Cervical arthroplasty was first developed in 1966. At the time, ACDF was gaining popularity due to reports of great...
Synthes Prodisc-C Total Disc Replacement
The Prodisc-C Total Disc Replacement is one the most commonly used technologies for cervical disc replacement. It is intended to significantly reduce pain through the removal of the diseased disc while restoring disc height and providing the potential for motion similar to native anatomic kinematics. It is a modular implant, meaning that there are numerous components as opposed to a single rigid construct. It consists of two metal endplates (composed of cobalt chromium molybdenum alloy, CoCrMo) that are placed on the superior and inferior borders of the two vertebral bodies with a medical grade plastic (ultra-high molecular weight polyethylene) that is between the plates.

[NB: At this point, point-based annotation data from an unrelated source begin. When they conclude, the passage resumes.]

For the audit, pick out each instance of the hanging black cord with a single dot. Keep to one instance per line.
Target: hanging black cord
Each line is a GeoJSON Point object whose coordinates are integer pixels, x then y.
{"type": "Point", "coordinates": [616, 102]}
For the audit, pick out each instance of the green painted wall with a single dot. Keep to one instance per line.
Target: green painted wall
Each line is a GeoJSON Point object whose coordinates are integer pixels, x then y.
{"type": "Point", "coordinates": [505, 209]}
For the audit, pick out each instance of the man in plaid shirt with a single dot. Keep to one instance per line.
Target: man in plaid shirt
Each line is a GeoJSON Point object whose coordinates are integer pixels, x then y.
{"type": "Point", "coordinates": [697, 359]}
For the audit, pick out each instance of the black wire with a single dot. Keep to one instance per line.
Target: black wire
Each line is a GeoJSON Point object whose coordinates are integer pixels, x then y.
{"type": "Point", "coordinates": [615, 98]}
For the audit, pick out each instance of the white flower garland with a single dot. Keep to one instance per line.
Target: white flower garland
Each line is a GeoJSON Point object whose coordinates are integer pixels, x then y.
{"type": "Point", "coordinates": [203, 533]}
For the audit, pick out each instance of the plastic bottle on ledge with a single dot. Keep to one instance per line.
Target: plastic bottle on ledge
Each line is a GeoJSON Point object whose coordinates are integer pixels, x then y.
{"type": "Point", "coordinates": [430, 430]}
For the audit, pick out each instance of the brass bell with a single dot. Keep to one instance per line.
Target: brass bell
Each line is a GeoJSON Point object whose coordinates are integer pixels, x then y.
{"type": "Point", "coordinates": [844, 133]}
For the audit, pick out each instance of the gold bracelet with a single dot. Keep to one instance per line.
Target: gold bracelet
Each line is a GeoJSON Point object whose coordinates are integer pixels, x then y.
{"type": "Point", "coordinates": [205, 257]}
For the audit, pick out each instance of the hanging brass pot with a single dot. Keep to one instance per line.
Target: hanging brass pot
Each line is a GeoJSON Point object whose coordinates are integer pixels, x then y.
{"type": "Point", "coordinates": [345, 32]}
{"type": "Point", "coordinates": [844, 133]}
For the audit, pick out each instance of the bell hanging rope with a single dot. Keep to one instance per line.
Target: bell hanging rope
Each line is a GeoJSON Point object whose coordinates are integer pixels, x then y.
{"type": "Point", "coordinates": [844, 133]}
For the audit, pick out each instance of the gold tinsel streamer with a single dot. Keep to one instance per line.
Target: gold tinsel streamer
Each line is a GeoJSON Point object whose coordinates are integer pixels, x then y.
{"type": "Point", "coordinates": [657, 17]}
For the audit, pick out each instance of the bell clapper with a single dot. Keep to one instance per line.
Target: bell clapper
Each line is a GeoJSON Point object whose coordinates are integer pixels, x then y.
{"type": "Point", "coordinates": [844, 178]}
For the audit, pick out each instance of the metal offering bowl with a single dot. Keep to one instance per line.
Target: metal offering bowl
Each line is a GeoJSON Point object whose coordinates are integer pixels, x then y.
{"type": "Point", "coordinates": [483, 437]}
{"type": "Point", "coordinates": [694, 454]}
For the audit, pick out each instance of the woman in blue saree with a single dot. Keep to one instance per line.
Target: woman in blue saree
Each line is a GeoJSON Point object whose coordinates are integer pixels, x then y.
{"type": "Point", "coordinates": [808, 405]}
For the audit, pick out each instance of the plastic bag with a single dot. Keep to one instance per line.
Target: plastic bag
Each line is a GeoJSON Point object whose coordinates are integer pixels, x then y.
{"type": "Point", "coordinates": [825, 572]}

The polyethylene insert is convex in shape which articulates with the polished concave bearing surface of superior endplate. These together form a ball and socket design, allowing for the preservation of motion with unconstrained axial rotation, and 20 degrees of motion in both flexion and extension. Both of the metal plates have a central keel that anchors into the vertebral bodies providing secure primary fixation.
These central keels are similar in concept to the shape of a sailboat and how they are able to remain stable in hazardous conditions. The keels have a superficial layer of titanium porous coating, which aids in long-term fixation. There are six sizes of endplate footprints and three different polyethylene height options, allowing for a total of 18 possible configurations to appropriately fit nearly any specific patient dimensions.